"You came here today to seek the progress of a royal pardon from a government that is afraid of my return," he said.
"We will fight peacefully. We have to be peaceful so that his majesty will recover soon."
Thaksin did not mention his location, but red shirts on stage claimed he was calling from Papua New Guinea.
Call for clemency
The red shirts, organised by the United Front for Democracy Against Dictatorship (UDD), believe Thaksin is a victim of a vendetta by opponents in the military and the Thai establishment.
They say these elements plotted the coup that toppled him and ensured he was convicted of corruption to keep him sidelined.
Jatuporn Prompan, one of the leaders at Saturday's protest, said the government was dragging its feet over the petition to pardon Thaksin.
"We are here to send a signal to the government... We will come back by the end of the month. The protest will not end quickly," he said.
The UDD handed its petition to the government in mid-August.
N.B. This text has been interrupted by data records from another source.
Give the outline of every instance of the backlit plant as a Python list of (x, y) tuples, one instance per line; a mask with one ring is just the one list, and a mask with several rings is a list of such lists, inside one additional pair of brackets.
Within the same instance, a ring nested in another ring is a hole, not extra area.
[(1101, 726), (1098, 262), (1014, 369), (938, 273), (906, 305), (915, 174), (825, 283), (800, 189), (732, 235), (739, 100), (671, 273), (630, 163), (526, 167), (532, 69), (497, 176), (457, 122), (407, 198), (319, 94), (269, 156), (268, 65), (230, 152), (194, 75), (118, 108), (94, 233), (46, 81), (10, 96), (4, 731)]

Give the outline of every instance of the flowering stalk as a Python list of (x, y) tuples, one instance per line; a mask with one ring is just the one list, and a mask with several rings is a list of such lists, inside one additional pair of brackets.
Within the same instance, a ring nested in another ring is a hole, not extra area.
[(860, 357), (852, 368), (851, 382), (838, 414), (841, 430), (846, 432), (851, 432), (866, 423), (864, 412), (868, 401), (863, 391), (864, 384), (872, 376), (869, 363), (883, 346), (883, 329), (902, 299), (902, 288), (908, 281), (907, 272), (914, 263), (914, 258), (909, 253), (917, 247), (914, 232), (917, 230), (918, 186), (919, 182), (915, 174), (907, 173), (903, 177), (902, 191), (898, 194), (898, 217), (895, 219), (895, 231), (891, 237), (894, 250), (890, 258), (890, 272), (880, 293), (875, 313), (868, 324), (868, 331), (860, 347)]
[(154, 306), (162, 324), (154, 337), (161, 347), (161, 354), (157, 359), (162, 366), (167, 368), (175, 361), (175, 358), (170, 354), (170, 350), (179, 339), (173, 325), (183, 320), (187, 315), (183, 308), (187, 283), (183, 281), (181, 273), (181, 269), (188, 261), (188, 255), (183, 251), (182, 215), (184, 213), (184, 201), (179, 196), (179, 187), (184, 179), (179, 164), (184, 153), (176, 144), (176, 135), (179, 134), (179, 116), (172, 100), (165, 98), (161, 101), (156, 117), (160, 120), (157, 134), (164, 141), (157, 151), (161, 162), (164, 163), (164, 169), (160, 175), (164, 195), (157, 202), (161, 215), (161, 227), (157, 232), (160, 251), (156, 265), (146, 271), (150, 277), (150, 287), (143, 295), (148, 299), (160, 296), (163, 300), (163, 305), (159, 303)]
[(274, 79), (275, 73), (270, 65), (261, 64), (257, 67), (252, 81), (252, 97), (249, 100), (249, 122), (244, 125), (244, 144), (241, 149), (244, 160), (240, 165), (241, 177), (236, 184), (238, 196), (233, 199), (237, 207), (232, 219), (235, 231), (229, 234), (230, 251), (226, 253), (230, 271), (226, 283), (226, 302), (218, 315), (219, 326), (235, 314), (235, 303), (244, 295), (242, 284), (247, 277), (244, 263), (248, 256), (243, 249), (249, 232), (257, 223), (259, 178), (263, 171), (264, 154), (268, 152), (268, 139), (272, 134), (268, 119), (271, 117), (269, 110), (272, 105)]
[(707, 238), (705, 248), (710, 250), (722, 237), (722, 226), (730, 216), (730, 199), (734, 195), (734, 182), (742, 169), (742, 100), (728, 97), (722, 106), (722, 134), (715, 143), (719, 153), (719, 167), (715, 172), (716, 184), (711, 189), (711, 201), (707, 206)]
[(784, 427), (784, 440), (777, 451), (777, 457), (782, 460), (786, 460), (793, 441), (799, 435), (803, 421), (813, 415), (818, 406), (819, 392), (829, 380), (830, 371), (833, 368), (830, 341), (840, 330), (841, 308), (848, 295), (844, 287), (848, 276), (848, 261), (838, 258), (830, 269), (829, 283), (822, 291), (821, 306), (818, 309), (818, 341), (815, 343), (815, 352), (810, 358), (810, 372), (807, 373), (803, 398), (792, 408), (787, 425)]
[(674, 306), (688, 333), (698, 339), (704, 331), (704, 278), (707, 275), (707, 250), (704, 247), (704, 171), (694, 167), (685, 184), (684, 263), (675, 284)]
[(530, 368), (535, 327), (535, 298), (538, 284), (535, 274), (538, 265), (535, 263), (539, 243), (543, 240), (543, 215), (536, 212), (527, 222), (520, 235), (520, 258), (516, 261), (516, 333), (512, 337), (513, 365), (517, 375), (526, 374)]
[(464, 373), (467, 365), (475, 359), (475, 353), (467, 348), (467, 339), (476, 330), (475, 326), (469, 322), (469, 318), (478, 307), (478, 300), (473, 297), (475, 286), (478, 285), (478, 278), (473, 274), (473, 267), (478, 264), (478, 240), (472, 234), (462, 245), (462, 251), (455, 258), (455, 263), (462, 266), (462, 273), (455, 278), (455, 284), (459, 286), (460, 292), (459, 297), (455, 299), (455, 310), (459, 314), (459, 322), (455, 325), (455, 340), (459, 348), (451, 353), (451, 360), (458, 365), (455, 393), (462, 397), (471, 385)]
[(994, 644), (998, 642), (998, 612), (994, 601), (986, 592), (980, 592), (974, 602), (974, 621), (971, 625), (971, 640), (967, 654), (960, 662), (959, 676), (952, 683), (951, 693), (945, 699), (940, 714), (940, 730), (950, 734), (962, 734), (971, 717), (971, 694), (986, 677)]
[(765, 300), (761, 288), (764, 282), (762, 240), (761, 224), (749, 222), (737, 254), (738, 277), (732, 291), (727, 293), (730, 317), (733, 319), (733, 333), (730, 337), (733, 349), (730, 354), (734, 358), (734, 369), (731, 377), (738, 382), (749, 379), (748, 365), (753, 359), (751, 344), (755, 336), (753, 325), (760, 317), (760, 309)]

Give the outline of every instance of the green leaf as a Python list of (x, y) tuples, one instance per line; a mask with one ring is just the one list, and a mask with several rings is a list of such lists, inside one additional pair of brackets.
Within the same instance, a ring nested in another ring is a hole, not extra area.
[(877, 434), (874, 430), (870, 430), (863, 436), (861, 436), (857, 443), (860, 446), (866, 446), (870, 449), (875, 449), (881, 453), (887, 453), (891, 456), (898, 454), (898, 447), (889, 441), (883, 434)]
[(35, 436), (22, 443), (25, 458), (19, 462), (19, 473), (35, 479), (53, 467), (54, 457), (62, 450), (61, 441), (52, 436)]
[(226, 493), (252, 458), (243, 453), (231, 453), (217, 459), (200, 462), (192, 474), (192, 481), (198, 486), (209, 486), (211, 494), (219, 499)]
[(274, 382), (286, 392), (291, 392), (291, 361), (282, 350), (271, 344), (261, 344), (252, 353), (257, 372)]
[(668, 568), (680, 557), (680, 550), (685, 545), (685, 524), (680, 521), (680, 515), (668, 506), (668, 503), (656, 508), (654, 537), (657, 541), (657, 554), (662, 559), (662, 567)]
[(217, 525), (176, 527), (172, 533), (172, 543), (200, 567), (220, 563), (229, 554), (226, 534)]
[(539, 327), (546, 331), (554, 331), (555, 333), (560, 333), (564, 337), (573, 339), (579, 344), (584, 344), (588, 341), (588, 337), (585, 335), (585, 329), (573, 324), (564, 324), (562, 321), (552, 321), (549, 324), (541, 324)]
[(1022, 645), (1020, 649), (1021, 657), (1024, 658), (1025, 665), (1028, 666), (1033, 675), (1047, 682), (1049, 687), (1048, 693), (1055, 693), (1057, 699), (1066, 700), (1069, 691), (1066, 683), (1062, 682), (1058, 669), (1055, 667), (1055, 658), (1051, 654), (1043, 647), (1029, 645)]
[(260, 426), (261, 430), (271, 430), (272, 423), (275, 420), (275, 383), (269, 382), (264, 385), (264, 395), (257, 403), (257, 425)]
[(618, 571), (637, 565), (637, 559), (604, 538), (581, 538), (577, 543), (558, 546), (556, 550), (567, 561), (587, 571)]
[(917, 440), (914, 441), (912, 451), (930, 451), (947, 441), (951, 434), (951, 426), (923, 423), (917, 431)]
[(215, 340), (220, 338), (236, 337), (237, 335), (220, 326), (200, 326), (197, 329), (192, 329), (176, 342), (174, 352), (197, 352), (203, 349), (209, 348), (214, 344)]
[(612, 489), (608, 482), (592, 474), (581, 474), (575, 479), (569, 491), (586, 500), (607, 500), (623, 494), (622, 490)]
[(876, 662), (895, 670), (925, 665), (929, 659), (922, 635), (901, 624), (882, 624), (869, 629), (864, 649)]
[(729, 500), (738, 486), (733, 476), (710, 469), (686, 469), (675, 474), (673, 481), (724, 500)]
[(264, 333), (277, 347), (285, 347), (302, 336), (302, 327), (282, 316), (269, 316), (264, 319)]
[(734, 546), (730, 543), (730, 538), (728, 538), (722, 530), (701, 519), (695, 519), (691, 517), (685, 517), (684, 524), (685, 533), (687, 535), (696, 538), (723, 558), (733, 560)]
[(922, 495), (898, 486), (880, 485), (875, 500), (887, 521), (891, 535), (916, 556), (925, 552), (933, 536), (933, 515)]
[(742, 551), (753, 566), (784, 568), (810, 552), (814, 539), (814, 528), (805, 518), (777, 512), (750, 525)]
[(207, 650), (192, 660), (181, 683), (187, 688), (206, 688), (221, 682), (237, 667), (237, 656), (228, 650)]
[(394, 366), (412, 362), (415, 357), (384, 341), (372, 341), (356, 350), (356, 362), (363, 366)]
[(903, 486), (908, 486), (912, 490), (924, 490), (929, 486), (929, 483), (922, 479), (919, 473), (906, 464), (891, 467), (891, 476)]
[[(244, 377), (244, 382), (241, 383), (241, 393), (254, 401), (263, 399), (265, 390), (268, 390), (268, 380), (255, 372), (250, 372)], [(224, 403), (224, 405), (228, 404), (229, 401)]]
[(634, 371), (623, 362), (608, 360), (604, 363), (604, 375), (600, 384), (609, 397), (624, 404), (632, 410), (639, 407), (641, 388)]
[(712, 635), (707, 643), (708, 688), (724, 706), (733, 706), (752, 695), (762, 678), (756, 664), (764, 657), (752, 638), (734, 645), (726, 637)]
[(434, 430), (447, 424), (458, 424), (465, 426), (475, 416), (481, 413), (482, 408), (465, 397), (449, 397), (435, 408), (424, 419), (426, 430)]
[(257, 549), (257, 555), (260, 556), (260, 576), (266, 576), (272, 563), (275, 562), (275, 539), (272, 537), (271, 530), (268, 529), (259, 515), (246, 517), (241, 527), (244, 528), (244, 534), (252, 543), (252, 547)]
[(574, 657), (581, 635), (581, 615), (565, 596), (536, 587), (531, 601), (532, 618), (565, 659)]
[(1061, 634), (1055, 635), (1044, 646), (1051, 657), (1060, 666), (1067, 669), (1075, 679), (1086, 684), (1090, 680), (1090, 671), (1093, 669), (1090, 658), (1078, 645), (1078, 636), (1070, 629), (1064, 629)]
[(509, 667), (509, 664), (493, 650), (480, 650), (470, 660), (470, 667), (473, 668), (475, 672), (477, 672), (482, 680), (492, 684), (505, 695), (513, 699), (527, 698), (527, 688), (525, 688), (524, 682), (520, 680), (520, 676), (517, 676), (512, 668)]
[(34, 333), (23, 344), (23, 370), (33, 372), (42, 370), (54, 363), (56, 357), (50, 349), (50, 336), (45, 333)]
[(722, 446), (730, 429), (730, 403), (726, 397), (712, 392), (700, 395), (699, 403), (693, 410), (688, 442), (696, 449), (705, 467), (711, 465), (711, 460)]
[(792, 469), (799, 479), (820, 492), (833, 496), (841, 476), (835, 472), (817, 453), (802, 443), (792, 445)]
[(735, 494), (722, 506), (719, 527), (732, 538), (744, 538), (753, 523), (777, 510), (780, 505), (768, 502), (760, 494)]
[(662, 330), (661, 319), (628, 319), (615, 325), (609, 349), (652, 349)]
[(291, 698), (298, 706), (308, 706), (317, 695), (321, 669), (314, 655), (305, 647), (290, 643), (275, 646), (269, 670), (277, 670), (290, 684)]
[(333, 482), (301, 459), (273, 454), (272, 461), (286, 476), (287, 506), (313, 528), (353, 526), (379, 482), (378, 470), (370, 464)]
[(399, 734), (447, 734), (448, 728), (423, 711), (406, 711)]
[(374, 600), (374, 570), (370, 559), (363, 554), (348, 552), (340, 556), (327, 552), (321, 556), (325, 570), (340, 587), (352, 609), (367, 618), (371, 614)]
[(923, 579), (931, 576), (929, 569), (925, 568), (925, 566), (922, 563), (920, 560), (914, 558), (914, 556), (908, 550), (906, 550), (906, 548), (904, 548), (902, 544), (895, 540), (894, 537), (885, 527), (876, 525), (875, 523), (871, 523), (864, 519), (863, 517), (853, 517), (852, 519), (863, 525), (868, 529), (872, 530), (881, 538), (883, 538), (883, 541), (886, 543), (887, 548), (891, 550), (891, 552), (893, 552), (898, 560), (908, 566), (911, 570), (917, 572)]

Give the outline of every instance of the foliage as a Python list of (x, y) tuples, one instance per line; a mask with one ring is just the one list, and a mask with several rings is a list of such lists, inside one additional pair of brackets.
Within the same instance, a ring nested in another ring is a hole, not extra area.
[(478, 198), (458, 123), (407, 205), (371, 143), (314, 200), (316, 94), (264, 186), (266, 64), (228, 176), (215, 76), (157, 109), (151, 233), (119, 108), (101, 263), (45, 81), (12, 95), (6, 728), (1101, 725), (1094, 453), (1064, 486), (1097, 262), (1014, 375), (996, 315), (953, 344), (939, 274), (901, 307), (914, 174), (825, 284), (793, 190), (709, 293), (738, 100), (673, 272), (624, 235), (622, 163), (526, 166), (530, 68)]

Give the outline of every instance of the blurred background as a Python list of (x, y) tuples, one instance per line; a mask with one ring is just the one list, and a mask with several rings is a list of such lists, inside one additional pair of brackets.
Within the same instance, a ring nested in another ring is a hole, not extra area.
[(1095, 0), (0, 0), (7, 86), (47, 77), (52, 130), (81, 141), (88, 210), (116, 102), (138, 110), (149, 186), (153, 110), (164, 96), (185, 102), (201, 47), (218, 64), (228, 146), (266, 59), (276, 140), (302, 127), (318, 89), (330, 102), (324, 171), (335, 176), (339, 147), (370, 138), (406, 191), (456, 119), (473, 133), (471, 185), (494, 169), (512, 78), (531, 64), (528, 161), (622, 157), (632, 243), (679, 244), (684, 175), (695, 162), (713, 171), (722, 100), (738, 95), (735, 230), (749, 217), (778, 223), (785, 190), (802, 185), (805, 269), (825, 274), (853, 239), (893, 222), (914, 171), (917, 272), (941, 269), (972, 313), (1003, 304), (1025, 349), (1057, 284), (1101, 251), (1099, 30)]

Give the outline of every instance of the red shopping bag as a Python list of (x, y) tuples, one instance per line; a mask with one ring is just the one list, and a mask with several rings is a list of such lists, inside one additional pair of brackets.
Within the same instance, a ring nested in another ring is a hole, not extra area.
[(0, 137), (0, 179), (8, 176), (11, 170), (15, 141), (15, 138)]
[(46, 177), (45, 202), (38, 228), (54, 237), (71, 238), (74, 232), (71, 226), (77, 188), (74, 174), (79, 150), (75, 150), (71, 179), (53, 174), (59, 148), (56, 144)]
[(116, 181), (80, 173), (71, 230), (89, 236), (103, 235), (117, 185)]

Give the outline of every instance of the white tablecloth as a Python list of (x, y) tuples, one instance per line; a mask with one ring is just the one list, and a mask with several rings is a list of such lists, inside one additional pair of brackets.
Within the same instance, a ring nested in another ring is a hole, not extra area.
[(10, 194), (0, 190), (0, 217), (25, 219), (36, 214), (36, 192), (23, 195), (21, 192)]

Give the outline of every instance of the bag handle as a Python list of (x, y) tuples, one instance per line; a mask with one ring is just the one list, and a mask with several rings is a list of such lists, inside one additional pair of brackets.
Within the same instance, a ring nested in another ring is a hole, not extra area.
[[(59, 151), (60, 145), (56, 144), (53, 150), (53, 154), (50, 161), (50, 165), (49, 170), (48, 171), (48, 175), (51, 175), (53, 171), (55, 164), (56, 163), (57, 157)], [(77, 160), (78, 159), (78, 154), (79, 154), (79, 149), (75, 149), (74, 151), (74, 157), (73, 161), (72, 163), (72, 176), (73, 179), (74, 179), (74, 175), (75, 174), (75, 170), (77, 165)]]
But Abhisit Vejjajiva, Thailand's prime minister, has said that it will take at least two months to process the petition, which Thaksin's supporters hope would prompt his return and a political comeback.
Analysts say that would potentially deepen rifts and further destabilise what is Southeast Asia's second-biggest economy.
King Bhumibol's illness has already shaken the Thai stock market, as the monarch is considered the only unifying figure in a politically fragile nation.